Happy Valentine’s Day!  Make something healthy for your sweetheart today.

This has become one of my all-time, go-to favorite recipes for dinner parties and get-togethers. I really like butter lettuce, and the butter lettuce/radicchio mix from Trader Joe’s is one of my all-time favorite salad mixes. I only ever plan on making the salad when I can find fabulous looking strawberries. I tend to make the salad the same day I buy the strawberries.

I will let you in on a little tip when it comes to berries, though. If you rinse your berries in a solution of one part vinegar to 10 parts water, it will kill the mold spores and they will last much longer. This works especially well for raspberries. I’ve had raspberries last up to 10 days in the refrigerator after soaking them in the solution. Make sure to rinse the berry container in addition to the berries themselves.

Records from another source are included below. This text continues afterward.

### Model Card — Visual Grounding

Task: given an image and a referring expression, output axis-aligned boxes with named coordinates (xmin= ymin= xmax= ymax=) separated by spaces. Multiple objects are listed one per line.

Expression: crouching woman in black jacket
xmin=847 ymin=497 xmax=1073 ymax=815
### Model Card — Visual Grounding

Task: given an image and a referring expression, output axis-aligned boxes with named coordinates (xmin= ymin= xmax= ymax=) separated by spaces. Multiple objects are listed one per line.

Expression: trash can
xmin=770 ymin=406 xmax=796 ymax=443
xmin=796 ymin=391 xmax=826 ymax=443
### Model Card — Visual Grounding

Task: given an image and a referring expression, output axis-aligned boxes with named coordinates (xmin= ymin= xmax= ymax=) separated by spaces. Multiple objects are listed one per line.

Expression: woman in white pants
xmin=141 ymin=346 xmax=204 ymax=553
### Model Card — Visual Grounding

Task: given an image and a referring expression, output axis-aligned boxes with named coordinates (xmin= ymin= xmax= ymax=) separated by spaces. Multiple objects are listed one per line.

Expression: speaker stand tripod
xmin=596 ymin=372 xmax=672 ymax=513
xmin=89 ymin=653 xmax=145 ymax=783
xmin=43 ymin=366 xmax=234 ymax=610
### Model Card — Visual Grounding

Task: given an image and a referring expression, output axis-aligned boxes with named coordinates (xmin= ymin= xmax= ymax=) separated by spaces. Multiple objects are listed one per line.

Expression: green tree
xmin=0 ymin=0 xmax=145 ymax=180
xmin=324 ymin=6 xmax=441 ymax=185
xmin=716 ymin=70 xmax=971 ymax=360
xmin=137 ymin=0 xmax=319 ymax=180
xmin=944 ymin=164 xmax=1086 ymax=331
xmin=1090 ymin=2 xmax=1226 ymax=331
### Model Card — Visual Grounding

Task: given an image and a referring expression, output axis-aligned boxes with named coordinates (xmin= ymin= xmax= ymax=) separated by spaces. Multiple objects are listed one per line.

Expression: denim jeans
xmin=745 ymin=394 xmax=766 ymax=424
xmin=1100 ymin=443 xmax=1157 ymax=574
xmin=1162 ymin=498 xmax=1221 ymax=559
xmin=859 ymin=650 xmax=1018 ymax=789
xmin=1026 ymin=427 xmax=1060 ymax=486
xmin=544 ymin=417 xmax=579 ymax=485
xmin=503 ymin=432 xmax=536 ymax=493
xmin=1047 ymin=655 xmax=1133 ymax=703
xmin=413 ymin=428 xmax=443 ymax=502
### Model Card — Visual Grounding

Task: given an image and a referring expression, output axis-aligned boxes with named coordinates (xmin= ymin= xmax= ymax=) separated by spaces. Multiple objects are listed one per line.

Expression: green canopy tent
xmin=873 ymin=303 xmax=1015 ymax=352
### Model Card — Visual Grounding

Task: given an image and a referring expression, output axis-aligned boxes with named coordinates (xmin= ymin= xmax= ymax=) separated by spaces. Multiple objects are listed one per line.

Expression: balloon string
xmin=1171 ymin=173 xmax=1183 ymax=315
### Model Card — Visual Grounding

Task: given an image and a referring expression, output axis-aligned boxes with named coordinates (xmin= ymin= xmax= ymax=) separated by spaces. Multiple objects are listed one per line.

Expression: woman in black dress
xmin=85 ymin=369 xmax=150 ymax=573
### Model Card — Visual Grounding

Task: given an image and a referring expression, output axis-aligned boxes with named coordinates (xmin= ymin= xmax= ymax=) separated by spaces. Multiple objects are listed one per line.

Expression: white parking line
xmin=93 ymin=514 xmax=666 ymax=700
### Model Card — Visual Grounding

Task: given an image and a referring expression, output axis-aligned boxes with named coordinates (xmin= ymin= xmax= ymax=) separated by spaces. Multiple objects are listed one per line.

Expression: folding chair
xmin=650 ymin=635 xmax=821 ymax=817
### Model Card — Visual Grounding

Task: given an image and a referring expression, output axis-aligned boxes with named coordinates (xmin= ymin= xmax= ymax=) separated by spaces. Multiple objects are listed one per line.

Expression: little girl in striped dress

Strawberry and Goat Cheese Butter Lettuce Salad with Basil Vinaigrette

  • Servings: 4
  • Difficulty: easy
  • Print



The salad:

  • 1/3 cup sliced almonds (optional)
  • One bag butter lettuce salad mix. I like the butter lettuce/radicchio mix from Trader Joe’s.
  • 1 cup sliced fresh strawberries
  • 2 ounces goat cheese, crumbled. You can leave out the goat cheese if you want this to be dairy free.

The vinaigrette: in a blender or mini food processor, combine white wine vinegar, strawberry balsamic vinegar, olive oil, and basil pesto grapeseed oil. Purée until fairly smooth. Small pieces of basil are okay. Season with the salt and pepper. Taste the dressing and adjust seasonings if necessary.

The salad: in a large bowl, combine the lettuce,sliced strawberries, almonds, and crumbled goat cheese. Toss with desired amount of basil vinaigrette. Serve immediately.

Hint: if you were serving this at a dinner party and don’t know if people would like a dairy free option, simply put the cheese in a bowl next to the salad.